Abdominal MRI Scan: Purpose, Risk and Procedure

Magnetic resonance imaging (MRI) is a non-invasive form of testing that uses magnets and radio waves for creating pictures of the body’s interior. Magnets and radio waves produce transverse images of the abdomen, that allows physicians to check for defects in tissues and organs without making any cuts. (1)

The technology used for MRI enables physicians to examine soft tissue without bone obstructing vision. MRI is radiation-free and is considered a safer alternative to computed tomography.

Your physician may request an abdominal MRI if you have had abnormal results from a previous test like as an X-ray, a computed tomography or a blood test.

Why is an MRI performed?

There are various reasons why abdominal magnetic resonance imaging (MRI) is used. Your physician will order an MRI if he suspects that something is wrong with your abdominal region, but cannot determine what by a physical exam. (1)

Your physician may require you to have an abdominal MRI to:

  • lymph nodes examine
  • blood flow examine
  • blood vessels examine
  • examine the cause of the pain or swelling.

What are the risks of an MRI?

No documented side effects of radio waves and magnetism have occurred so far.

Metal objects are not permitted near MRIs due to the use of magnets. Tell your health care provider if you have metallic implants, have worked in the metallurgical industry or have held back metal fragments from bullet wounds, shrapnel or other injuries.

Claustrophobic or nervous persons in confined spaces may feel uneasy in the machine. Your physician may recommend anti-anxiety medications or sedatives to help you relax.
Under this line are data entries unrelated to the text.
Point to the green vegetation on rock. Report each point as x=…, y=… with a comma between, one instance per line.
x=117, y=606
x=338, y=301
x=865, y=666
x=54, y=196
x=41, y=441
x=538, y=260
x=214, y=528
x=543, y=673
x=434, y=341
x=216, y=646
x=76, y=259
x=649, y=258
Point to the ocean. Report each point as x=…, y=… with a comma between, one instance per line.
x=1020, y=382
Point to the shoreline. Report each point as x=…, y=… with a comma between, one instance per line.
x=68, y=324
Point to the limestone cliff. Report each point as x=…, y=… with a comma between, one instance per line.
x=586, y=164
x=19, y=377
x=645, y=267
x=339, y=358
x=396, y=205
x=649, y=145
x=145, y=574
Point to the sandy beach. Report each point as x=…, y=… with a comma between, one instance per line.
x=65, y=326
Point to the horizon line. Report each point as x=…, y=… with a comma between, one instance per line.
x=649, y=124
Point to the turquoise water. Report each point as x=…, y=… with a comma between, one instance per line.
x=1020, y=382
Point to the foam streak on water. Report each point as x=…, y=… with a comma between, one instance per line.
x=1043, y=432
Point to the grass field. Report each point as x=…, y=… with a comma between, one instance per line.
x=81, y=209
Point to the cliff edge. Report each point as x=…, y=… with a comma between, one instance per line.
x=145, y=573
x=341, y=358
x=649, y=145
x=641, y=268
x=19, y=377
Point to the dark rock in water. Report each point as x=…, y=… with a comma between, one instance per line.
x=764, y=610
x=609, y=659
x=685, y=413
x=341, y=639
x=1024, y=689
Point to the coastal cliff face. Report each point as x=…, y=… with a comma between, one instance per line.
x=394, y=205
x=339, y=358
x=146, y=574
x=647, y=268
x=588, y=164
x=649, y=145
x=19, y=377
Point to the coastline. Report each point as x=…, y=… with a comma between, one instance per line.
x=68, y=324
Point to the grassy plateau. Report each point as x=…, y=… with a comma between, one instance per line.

How do I prepare for an MRI?

Since MRIs use magnets, they may attract metals. Inform your physician if you have a type of metallic implant from previous surgeries, for example:

  • plates
  • staples
  • stents
  • artificial heart valves
  • clips or pin

Before the test, inform your physician if you have any pacemakers. According to the type of pacemaker, your physician may suggest a different radiological examination, such as an abdominal CT scan. Some pacemaker models may be reprogrammed prior to an MRI to ensure they are not disturbed during the exam.

If your physician requires images of your colon, You may need to use it laxatives or enemas before an MRI. You may also have to fast 4 to 6 hours before the examination.

Your physician may require the use of a special colouring agent to highlight areas of concern. The colouring agent (gadolinium) is given intravenously. Although allergic reactions to dye are rare, you should tell your physician about any problems before he gives you an IV.

How is an MRI performed?

An MRI device could carry you to a different dimension. It features a bench that glides slowly through a large tube connected to an opening that looks like a doughnut.

The technician will request that you lie on your back on the bench and provide a blanket or pillow. The technician will control the movement of the bench by means of a remote control from a different room. and You will be contacted by a microphone.

The machine will make hissing and loud noises when taking pictures. Many hospitals provide earplugs, TVs and earphones to help pass the time.

MRI scanners are highly motion sensitive, so it’s important not to move. The technician can also ask you to hold your breath for a couple of seconds while photos are taken.

You’ll feel nothing when you take the test. Magnets and radio frequencies are similar to those in FM radios, and cannot be felt.

The complete process lasts between 30 and 90 minutes.

After an MRI

After the test is completed, you are free to conduct yourself at home and continue your normal daily activities.

If the pictures are projected on the film, it may take hours to obtain the developed film. Your physician will also need some time to examine and interpret the images. More modern machines display images on a computer, giving your physician quick access to them.

Preliminary results of an abdominal MRI may arrive in a few days, but full results may take a week or longer. A radiologist will look at the images and report back to the physician. Your health care provider will meet with you to review your results.

Follow up

There are many different reasons why MRI examinations are ordered. Abnormalities depend on what the test was after. Your physician may request more laboratory tests or physical examinations before they can make a diagnosis.